マル太の『道草日記』

ほぼ毎日更新――

下手な考え

 ――下手な考え、休むに似たり。

 などというが――

 本当だ。

 先ほどから――
 ずっと、あることを考えているのだが――
 一向に結論が出ない。

(いいかげんにしてくれよ)
 と、自分を罵倒したくなるのだが――
 罵倒したところで、妙案が浮かぶわけでもない。

 しかも――
 実に瑣末的なことで悩んでいて――
 それが、また腹立たしい。

 これが、もう少し価値のある悩みであれば――例えば、文芸の造形の悩みなどであれば――まだ良いのである。

 実際は、実に下らない日常の雑事についての悩みなので――
 まったくもって、救いようがない。

 ――休むに似たり。

 という。
「似たり」というからには、「似て非なり」ということであろう。
 つまり、「下手な考え」が「休む」に通じることは、決してありえない。
 むしろ、頭を疲れさせる。
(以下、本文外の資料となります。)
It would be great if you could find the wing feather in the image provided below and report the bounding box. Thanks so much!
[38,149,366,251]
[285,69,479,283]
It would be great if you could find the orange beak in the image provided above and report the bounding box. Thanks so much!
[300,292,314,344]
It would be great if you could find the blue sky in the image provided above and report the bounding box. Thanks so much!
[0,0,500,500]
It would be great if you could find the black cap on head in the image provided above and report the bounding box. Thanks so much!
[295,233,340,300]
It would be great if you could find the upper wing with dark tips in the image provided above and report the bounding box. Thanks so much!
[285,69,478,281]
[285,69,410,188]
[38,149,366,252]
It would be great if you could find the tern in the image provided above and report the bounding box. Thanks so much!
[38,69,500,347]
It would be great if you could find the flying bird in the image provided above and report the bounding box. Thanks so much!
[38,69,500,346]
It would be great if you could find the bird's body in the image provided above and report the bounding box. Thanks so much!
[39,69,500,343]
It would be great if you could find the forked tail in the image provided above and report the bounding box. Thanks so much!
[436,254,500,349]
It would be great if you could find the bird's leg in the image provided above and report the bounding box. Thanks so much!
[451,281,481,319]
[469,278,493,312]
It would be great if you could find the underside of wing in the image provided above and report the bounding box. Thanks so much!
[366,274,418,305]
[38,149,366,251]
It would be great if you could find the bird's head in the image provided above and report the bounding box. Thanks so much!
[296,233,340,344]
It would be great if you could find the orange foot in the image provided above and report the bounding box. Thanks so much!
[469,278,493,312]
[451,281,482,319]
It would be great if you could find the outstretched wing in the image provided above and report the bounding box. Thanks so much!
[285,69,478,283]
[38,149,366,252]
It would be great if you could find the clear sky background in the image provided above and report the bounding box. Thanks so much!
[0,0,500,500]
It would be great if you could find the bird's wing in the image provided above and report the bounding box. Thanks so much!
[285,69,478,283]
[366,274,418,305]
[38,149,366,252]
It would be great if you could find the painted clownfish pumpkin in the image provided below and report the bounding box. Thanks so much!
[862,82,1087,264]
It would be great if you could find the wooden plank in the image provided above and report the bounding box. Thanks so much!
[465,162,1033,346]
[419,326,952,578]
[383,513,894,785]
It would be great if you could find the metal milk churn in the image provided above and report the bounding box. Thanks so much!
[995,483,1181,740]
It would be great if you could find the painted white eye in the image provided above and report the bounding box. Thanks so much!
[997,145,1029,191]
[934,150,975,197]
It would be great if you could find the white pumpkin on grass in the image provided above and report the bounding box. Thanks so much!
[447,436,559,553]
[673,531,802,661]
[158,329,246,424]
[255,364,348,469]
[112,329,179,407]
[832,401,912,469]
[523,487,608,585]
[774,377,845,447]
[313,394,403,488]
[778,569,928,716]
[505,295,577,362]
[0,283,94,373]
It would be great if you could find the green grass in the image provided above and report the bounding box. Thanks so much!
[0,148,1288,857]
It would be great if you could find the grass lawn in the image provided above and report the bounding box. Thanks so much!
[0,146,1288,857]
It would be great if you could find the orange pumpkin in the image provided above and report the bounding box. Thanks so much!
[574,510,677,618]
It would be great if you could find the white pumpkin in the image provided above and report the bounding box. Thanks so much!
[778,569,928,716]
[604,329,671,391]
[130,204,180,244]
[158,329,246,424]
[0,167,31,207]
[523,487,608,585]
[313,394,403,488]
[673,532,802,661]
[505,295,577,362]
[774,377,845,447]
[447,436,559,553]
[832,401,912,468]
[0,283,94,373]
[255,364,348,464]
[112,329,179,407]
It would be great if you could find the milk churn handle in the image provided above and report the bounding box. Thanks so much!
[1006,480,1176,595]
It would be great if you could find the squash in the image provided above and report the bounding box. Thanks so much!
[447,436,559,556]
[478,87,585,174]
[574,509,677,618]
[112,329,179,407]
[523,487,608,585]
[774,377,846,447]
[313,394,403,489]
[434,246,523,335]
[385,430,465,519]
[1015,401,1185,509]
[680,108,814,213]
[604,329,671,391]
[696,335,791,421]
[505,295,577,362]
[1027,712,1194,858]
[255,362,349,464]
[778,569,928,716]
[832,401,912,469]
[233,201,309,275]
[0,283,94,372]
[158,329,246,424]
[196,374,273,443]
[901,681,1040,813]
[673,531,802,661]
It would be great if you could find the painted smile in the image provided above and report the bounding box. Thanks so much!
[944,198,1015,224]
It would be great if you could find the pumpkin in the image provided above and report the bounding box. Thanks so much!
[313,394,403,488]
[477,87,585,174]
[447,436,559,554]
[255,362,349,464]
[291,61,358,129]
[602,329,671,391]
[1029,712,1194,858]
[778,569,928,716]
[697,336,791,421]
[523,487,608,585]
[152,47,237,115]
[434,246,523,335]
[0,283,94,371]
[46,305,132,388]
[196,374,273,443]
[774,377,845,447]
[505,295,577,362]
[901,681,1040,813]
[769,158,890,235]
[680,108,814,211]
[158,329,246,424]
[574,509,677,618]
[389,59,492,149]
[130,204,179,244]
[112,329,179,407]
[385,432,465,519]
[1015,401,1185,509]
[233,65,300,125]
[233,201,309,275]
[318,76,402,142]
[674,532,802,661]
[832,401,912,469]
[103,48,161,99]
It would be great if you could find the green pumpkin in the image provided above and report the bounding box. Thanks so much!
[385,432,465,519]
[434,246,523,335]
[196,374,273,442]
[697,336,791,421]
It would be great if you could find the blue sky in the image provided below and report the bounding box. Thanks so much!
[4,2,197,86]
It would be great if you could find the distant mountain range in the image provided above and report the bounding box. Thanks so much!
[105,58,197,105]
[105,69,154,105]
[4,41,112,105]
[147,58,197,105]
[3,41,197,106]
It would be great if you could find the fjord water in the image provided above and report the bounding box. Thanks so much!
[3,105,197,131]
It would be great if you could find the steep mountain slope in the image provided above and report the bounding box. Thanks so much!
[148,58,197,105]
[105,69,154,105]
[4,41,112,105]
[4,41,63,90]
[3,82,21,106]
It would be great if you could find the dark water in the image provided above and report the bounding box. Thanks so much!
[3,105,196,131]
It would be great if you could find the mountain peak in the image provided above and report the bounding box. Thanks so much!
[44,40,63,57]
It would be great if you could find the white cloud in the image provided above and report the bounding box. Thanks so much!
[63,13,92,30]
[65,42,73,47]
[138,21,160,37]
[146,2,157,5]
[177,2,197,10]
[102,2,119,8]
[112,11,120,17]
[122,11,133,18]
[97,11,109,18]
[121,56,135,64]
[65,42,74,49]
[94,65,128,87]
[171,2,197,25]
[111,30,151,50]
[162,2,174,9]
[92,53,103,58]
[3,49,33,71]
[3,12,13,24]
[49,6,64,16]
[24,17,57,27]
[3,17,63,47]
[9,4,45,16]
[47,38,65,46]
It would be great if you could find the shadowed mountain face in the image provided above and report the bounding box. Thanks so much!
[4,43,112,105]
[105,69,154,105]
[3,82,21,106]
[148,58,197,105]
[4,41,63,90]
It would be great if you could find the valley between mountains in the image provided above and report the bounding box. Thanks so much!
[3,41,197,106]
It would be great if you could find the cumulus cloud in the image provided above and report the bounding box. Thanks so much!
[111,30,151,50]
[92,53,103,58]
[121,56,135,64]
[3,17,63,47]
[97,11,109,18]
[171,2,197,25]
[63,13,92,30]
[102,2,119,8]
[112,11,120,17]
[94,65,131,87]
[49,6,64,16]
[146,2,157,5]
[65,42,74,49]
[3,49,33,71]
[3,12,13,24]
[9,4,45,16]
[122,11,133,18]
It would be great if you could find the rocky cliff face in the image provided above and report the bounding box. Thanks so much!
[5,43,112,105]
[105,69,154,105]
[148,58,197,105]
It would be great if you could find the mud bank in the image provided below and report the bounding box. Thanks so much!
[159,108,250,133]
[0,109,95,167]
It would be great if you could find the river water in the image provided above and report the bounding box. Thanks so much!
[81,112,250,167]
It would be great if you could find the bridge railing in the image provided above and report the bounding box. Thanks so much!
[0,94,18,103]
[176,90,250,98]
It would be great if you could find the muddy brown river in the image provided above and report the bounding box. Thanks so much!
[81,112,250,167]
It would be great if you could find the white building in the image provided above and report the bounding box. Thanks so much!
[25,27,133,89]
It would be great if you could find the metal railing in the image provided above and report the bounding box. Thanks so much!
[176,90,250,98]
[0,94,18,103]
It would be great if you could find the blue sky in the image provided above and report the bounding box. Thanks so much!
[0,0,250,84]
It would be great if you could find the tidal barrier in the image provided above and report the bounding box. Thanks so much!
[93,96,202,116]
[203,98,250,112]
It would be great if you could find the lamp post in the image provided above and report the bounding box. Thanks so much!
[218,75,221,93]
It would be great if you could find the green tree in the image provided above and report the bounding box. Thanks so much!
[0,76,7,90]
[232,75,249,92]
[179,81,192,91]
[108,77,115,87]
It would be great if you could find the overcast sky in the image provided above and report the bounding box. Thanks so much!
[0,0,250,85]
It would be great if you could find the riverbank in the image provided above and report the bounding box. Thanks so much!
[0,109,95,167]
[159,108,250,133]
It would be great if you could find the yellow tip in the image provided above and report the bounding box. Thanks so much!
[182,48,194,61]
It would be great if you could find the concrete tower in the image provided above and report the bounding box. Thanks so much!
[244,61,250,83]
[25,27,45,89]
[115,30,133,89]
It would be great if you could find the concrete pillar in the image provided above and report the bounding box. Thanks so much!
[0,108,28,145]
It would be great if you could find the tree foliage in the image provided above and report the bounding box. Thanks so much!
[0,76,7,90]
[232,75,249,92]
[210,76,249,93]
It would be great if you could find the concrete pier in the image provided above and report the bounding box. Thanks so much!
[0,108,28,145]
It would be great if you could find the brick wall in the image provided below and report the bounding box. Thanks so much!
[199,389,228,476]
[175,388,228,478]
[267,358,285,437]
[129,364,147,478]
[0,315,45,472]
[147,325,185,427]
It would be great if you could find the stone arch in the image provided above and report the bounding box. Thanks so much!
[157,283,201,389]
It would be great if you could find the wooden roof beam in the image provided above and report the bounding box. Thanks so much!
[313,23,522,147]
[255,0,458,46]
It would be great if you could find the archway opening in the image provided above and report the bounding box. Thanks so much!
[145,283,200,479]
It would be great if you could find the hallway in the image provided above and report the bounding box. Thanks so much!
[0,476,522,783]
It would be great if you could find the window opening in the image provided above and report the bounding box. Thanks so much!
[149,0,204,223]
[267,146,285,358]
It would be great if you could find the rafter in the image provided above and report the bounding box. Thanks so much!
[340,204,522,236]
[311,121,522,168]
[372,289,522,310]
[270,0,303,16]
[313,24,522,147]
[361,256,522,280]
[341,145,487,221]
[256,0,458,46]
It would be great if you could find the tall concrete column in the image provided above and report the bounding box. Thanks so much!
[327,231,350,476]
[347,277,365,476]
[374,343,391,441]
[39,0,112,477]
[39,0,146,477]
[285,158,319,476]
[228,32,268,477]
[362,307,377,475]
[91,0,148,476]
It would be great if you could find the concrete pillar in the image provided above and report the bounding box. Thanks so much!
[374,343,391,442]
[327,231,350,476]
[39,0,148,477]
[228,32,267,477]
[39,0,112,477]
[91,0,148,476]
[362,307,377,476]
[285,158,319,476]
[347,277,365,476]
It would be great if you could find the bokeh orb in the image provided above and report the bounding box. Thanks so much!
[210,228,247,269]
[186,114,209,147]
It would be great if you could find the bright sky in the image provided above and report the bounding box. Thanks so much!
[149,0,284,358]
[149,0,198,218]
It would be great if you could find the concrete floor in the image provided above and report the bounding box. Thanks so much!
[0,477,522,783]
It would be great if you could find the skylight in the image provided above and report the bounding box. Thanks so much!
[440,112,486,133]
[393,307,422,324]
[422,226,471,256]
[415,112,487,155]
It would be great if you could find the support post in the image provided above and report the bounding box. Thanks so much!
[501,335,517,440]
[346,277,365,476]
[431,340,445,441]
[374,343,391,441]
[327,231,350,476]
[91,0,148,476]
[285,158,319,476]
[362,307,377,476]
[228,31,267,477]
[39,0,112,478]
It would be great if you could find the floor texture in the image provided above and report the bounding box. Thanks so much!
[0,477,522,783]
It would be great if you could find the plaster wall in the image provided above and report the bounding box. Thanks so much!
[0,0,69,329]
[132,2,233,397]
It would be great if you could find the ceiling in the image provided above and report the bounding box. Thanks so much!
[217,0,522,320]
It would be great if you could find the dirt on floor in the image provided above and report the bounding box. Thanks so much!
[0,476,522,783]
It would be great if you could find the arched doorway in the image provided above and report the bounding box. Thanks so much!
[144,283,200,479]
狭いグラウンドを何十周も走っているかのような徒労感がある。

 ところで――
 学生時代に、

 ――創造的であるためには、いつも同じことを考えていなければならない。

 といわれた。

 本当だろうか?

 危険な警句である。
「下手な考え」に妄想的創造性を付与しかねない。

 自分の悩みが、創造の前段階なのか――
 それとも、ただの「下手な考え」なのか――
 そこを見極めることこそ難しい。